The United States is pushing UN Security Council members, including Brazil, to back a fourth round of international sanctions on Iran in the coming weeks, to pressure it to curb nuclear activities the West fears are aimed at making a bomb.
Brazil, whose trade ties with Iran have strengthened in recent years, wants to avoid sanctions it believes will be counter-productive and Amorim said he hoped a deal agreed last year but never implemented could be revived.
“Our role, rather than reinventing the wheel, is helping put (the parties) together,” Amorim told reporters in Tehran before meeting President Mahmoud Ahmadinejad.
“Because, on the basis of what was proposed last September, … an agreement may be possible.”
That deal was for Iran to ship 1,200 kg (2,646 lb) of low-enriched uranium — enough for a single bomb if purified to a high enough level — to Russia and France to make into fuel for a medical research reactor in Tehran.
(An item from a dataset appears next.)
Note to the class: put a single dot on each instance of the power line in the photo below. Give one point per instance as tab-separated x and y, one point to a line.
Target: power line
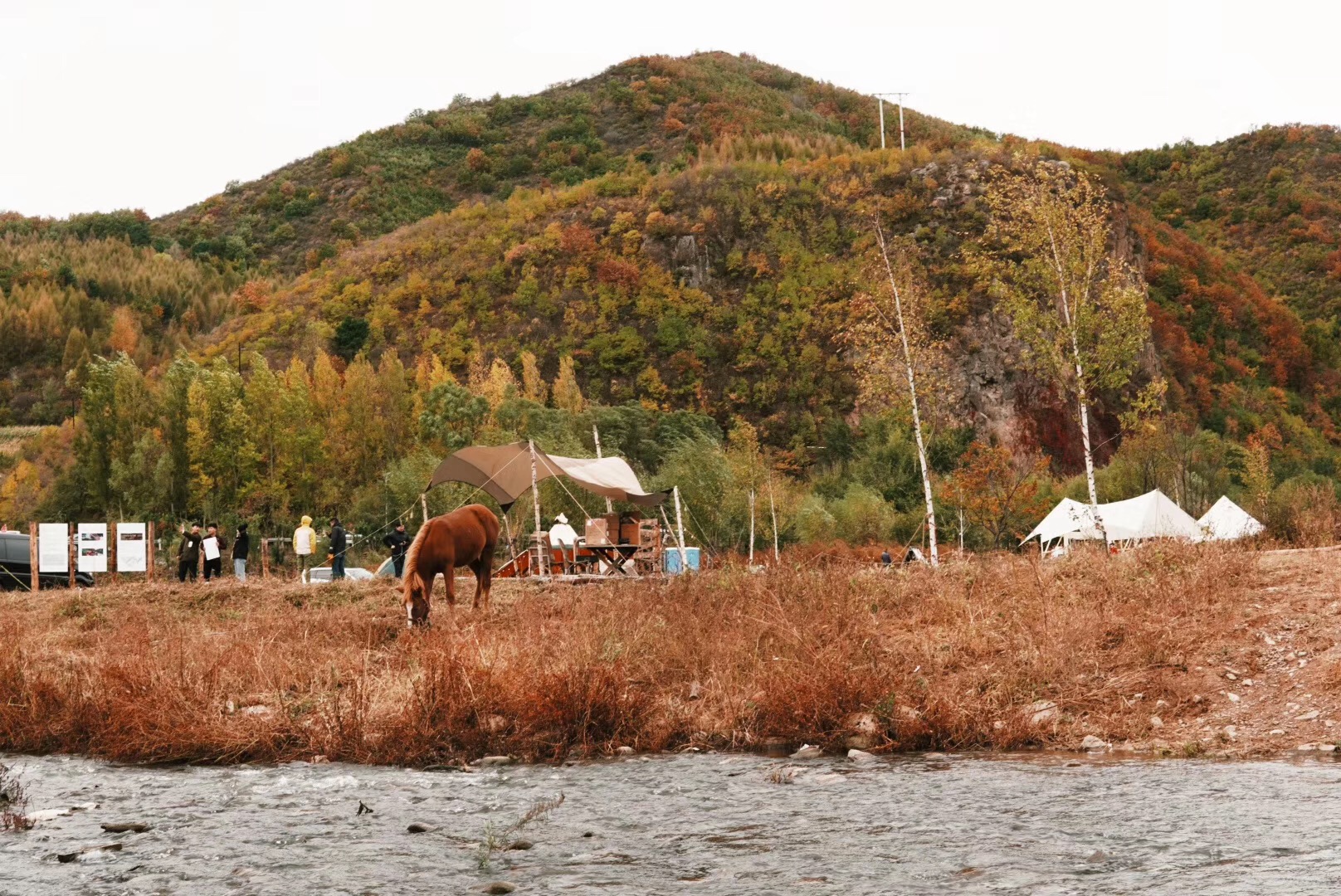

Iran later said it would only swap its low-enriched uranium directly for higher grade material, and only on Iranian soil.
When asked whether such a swap could happen in Turkey — a NATO member which borders Iran and is also a temporary member of the UN Security Council — Amorim said: “I think that probably would be part of the deal.”
Having talked to all the major parties in the dispute, Amorim hinted that both Washington and Tehran might be willing to compromise. Iran denies seeking an atomic bomb and says its nuclear programme is solely for producing electricity.
“We have heard from the Americans that they seem sceptical but they didn’t say anything that may discourage us from continuing in our efforts,” Amorim said.
And he added that the United States should not see securing UN sanctions as a victory and any other outcome as a failure.
“Maybe it would be considered a defeat if they don’t get the sanctions and don’t get anything. If instead of the sanctions they get a good agreement, it would be a big victory,” he said.
“It would be a much better victory than sanctions that would only make the situation more difficult.”
Brazilian President Luiz Inacio Lula da Silva, who has warned against “pushing Iran into a corner”, is due to visit Tehran in May, reflecting the countries’ growing diplomatic and economic ties.